Now that we’re adults, my sister Claudia has developed a way of describing even things that aren’t funny that makes you laugh. If you could hear her tell about trying to get to the hospital in time to have her second child while her husband was going through heroine withdrawal, you’d understand what I’m talking about. I’ve heard that story at least a dozen times over the years, but it still makes me laugh so hard that I’m practically screaming.

Sometimes I try to get her to tell me about my own life, so I ca laugh about it instead of crying.

It took me close to a year to figure out exactly how heartbroken I actually was. Until then, I’d reasoned that I’d done most of my mourning before my husband died. Watching him lose his hair, the ability to drive, to read, to speak, and eventually to even move, was a series of little deaths on the way to the Big Kahuna, and I mourned each loss as it happened. So I thought that was why I felt as little as I did. I’d cried so much before that, there weren’t really any tears left.

I was wrong.

People talk about denial like it’s such a bad thing. You hear it all the time. “Oh, he’s just in denial.” They all nod their head wisely with knowing looks on their faces. I personally like denial a lot. It can get you through a lot of pretty bad days.

Unfortunately, like any good thing, denial has to come to an end. That happened on the first anniversary of my husband’s death, which – far from coincidentally – would also have been our ninth wedding anniversary.

So after two years of keeping a stiff upper lip (I held up really well during the year he was sick, you can ask anyone. That little episode in the Walgreens pharmacy could have happened to anyone), I pretty much fell apart. Without my sisters, I’m not sure my daughter and I would have come through the other side. They made food and made me eat it, too, drove car pool in my place, forced me to get out of bed and take showers, vacuumed my house. They stood watch and held me when I cried, and eventually Abby and I did make it through. Not unscathed, mind you. Even the highest-quality sister love can’t do that, but we’re here and we’re functioning. So are my sisters.

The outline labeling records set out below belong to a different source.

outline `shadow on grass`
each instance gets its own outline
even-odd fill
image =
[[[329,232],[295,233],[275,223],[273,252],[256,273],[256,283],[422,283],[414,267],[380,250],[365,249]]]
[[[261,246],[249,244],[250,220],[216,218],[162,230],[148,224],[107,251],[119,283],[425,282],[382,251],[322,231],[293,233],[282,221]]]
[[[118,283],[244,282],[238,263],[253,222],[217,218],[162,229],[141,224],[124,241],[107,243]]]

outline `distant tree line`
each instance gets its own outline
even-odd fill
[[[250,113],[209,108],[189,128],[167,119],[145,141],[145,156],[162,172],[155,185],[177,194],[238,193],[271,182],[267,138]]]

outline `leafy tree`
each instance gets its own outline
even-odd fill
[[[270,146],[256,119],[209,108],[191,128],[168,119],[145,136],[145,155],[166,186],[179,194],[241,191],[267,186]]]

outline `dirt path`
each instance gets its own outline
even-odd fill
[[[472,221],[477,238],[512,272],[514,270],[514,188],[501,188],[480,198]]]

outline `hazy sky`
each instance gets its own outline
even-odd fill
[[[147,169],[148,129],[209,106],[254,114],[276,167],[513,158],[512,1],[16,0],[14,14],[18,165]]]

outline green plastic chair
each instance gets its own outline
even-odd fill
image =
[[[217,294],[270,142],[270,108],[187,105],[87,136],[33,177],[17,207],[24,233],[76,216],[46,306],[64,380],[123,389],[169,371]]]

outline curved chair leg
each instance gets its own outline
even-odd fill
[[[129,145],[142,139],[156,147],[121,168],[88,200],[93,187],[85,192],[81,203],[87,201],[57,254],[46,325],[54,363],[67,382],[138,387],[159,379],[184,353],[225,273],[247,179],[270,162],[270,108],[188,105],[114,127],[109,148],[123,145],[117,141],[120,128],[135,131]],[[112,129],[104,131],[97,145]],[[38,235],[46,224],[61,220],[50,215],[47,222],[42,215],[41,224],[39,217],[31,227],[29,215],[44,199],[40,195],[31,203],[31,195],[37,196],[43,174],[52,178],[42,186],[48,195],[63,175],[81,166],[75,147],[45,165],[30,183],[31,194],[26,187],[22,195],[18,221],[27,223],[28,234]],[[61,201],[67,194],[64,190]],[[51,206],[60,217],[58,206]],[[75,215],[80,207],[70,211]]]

We’re still all over one another. Claudia says that we’re overly enmeshed, but we like it like that. Rarely a day goes by that one of us doesn’t end up at another one’s house, but we religiously do one another’s hair at least once a month. We can’t go much longer than that because my sisters’ gray hairs start to show. We gather in Leah’s kitchen while Claudia’s boys watch Abby for me, and my two sisters do each other’s roots.